En ce qui concerne la décision refusant l’octroi d’un délai de départ volontaire :
— la décision contestée a été prise par une autorité incompétente ;
— elle est insuffisamment motivée ;
— elle est illégale en raison de l’illégalité de la décision portant obligation de quitter le territoire français ;
— elle est entachée d’un défaut d’examen sérieux de sa situation personnelle ;
— elle est entachée d’erreur manifeste d’appréciation.
En ce qui concerne la décision fixant le pays de destination :
— la décision contestée a été prise par une autorité incompétente ;
— elle est insuffisamment motivée ;
— elle est illégale en raison de l’illégalité de la décision portant obligation de quitter le territoire français ;
— elle est entachée d’un défaut d’examen sérieux de sa situation personnelle ;
— elle méconnaît l’article 8 de la convention européenne de sauvegarde des droits de l’homme et des libertés fondamentales ;
— elle est entachée d’erreur manifeste d’appréciation.

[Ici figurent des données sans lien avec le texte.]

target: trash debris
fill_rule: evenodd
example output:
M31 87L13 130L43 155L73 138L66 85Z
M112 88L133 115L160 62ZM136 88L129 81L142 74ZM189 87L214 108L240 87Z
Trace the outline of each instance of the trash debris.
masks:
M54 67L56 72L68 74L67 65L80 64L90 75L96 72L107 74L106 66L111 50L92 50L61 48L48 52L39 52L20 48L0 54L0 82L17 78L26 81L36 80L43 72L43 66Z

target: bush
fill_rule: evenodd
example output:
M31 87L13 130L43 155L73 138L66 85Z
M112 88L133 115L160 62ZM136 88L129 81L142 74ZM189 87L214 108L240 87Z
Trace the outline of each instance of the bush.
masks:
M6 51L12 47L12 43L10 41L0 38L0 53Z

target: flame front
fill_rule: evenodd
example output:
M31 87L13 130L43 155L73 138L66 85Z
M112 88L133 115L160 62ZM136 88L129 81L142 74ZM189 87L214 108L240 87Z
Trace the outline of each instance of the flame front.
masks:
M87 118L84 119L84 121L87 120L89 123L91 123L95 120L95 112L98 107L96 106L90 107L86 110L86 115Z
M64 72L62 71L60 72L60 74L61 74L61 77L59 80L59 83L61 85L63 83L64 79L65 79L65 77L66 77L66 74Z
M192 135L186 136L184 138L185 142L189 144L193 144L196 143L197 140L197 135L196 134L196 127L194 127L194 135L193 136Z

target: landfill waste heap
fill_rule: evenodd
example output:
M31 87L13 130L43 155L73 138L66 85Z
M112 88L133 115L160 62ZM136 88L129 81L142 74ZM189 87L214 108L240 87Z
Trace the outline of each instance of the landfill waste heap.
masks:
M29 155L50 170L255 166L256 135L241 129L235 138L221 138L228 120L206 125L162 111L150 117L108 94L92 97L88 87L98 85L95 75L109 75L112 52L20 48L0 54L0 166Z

En ce qui concerne la décision portant interdiction de circuler sur le territoire français :
— la décision contestée a été prise par une autorité incompétente ;
— elle est insuffisamment motivée ;
— elle est illégale en raison de l’illégalité de la décision portant obligation de quitter le territoire français ;
— elle est entachée d’un défaut d’examen sérieux de sa situation personnelle ;
— elle méconnaît l’article 8 de la convention européenne de sauvegarde des droits de l’homme et des libertés fondamentales ;
— elle est entachée d’erreur d’appréciation ;
— elle est entachée d’erreur manifeste d’appréciation.
Par un mémoire en défense, enregistré le 13 mai 2025, le préfet des Hauts-de-Seine conclut au rejet de la requête.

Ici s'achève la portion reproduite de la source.